Evidentemente se funda na intuição
da existência dos Espíritos e na possibilidade de comunicação com eles. A esse
título, todo Espírito que manifesta sua presença, seja pela escrita de um
médium, ou simplesmente batendo numa mesa, seria um fantasma. Mas esse nome
quase sepulcral geralmente é reservado para os que se tornam visíveis e que se
supõe, como diz com razão a Academia, vir em circunstâncias mais dramáticas.

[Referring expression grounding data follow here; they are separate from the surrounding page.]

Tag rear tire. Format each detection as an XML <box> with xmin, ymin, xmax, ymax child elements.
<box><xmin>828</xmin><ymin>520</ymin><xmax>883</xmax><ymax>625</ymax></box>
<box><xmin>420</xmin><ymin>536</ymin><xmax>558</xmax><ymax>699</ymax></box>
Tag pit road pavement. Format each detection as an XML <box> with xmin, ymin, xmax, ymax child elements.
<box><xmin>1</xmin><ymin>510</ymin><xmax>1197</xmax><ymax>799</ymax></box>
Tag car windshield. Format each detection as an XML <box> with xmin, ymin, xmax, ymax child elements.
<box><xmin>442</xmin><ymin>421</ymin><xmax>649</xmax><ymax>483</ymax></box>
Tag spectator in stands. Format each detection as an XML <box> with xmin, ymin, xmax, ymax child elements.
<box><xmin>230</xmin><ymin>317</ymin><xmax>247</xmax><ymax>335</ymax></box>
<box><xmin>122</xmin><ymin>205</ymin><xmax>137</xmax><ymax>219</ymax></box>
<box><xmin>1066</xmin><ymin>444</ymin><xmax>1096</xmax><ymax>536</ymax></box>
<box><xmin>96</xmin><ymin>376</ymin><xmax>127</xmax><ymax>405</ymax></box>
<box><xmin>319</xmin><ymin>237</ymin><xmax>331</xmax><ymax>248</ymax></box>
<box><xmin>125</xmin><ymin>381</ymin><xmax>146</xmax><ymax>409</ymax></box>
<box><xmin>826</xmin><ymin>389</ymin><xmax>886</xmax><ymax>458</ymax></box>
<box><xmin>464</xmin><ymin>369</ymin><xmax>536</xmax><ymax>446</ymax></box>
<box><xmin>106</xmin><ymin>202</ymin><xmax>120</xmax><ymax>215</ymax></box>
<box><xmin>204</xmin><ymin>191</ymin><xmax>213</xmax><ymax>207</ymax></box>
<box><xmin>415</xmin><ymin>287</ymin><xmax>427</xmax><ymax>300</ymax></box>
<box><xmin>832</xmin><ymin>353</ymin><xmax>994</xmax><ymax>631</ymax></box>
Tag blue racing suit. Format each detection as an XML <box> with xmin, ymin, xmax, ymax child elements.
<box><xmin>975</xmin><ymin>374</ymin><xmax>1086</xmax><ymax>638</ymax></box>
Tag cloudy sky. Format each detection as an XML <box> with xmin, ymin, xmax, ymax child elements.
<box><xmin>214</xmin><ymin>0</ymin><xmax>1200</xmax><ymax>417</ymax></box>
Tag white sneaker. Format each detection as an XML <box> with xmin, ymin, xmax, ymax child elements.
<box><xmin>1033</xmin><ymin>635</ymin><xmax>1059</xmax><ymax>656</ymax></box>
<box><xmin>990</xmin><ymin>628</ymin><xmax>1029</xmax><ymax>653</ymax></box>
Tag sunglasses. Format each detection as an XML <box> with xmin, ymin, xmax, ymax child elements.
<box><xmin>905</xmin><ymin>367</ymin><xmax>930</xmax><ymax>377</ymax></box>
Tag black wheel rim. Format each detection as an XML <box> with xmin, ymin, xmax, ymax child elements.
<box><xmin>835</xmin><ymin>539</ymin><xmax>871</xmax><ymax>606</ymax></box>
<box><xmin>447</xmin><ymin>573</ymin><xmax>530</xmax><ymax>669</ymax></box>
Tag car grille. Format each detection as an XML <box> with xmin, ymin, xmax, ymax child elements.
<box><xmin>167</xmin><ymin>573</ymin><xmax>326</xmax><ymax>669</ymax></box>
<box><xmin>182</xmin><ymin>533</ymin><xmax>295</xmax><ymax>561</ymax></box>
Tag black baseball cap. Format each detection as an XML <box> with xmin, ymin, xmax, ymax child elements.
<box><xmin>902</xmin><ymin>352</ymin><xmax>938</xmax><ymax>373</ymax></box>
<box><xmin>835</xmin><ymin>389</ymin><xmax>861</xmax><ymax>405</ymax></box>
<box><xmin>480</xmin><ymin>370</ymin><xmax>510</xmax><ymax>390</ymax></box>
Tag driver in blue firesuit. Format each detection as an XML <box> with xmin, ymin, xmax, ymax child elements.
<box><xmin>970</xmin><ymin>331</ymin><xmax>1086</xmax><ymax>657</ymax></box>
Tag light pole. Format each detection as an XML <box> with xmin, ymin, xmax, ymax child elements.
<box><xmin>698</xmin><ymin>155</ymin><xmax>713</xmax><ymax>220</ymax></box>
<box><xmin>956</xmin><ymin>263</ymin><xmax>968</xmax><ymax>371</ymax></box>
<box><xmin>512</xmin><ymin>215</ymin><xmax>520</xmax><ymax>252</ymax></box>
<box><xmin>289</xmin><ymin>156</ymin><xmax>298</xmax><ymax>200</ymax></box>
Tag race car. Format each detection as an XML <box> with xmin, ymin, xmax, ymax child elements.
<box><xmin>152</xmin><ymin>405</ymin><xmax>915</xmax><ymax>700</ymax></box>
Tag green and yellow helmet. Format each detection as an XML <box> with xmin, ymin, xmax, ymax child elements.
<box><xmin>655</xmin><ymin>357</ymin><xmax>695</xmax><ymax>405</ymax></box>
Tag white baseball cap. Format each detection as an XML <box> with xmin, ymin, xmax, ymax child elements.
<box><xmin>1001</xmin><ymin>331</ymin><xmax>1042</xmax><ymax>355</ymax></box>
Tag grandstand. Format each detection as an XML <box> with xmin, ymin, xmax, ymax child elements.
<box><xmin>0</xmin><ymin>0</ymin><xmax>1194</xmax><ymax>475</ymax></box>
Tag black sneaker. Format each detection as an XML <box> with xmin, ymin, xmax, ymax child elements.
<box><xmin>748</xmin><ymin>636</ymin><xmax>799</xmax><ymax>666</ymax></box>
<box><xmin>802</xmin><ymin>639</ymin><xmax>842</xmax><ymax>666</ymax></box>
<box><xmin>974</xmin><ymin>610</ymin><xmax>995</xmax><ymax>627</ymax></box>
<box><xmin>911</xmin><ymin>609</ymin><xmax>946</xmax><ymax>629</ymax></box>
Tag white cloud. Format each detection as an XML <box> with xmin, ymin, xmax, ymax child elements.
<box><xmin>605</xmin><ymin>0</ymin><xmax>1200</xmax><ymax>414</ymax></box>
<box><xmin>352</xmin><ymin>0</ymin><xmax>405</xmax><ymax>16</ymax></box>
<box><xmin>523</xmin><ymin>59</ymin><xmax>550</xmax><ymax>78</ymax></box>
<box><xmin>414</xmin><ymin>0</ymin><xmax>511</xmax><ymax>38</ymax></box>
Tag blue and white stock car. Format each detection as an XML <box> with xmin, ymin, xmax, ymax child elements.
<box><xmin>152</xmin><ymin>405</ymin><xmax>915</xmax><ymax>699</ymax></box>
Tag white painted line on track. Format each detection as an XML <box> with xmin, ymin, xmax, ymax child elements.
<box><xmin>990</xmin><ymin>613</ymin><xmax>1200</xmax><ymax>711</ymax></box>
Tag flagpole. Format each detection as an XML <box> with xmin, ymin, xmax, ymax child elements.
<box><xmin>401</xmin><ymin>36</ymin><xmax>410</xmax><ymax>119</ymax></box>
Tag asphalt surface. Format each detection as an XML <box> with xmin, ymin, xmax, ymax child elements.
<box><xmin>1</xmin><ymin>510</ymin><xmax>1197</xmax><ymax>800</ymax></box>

São histórias de comadres? O fato em si, não; os acessórios, sim. Sabe-se que
os Espíritos podem manifestar-se à vista, mesmo em forma tangível – eis o que é
real. [ver “Os Agêneres”, publicado
neste blog em 11/07/2017]
Mas o que é fantástico são os
acessórios; o medo, que tudo exagera, ordinariamente acompanha esse fenômeno,
em si tão simples, o qual se explica por uma lei muito natural; consequentemente,
nada tem de maravilhoso ou de diabólico. Por que, então, se tem medo dos
fantasmas? Precisamente por causa desses mesmos acessórios, que a imaginação se
apraz em tornar apavorantes, porque ela se assustou e talvez acreditasse ter
visto o que não viu. Em geral são representados sob aspecto lúgubre, vindo de
preferência à noite, sobretudo nas noites mais sombrias, em horas fatais, aos
lugares sinistros, revestidos de mortalhas extravagantes. O Espiritismo ensina,
ao contrário, que os Espíritos podem mostrar-se em todos os lugares, a qualquer
hora, de dia como de noite; que em geral o fazem sob a aparência que tinham em
vida, e que só a imaginação criou os fantasmas; que os que aparecem, longe de
ser temidos, na maioria das vezes são parentes ou amigos que vêm a nós por afeição,
ou Espíritos infelizes que podemos assistir. Também são, algumas vezes,
galhofeiros do mundo espiritual, que se divertem à nossa custa e se riem do
medo que causam. Compreende-se que com estes o melhor meio é rir também, e
provar-lhes que não se os teme. Aliás, limitam-se quase sempre a fazer barulho
e raramente se tornam visíveis. Infeliz de quem os leva a sério, pois redobram
nas travessuras; seria o mesmo que exorcizar um moleque de Paris.
Mesmo supondo que seja um
Espírito mau, que mal poderia fazer?
Um valentão vivo não seria cem
vezes mais temível do que um morto que se tornou Espírito? Aliás, sabemos que
estamos constantemente rodeados por Espíritos, que só diferem dos que chamamos
fantasmas porque não os vemos.
Os adversários do Espiritismo
não deixarão de acusá-lo por dar crédito a uma crença supersticiosa. Mas sendo
o fato das manifestações visíveis, constatado, explicado pela teoria e confirmado
por inúmeras testemunhas, não se pode dizer que não existam, e todas as
negações não o impedirão de se reproduzir, porquanto poucas pessoas há, que
consultando suas lembranças, não se recordem de algum fato dessa natureza e que
não podem pôr em dúvida. É preferível, portanto, que nos esclareçamos sobre o
que há de verdadeiro ou de falso, de possível ou de impossível nas narrativas
desse gênero. É explicando uma coisa, raciocinando, que nos premunimos contra o
medo pueril. Conhecemos muitas pessoas que tinham pavor dos fantasmas. Hoje,
graças ao Espiritismo sabem o que é isto, e seu maior desejo é ver um.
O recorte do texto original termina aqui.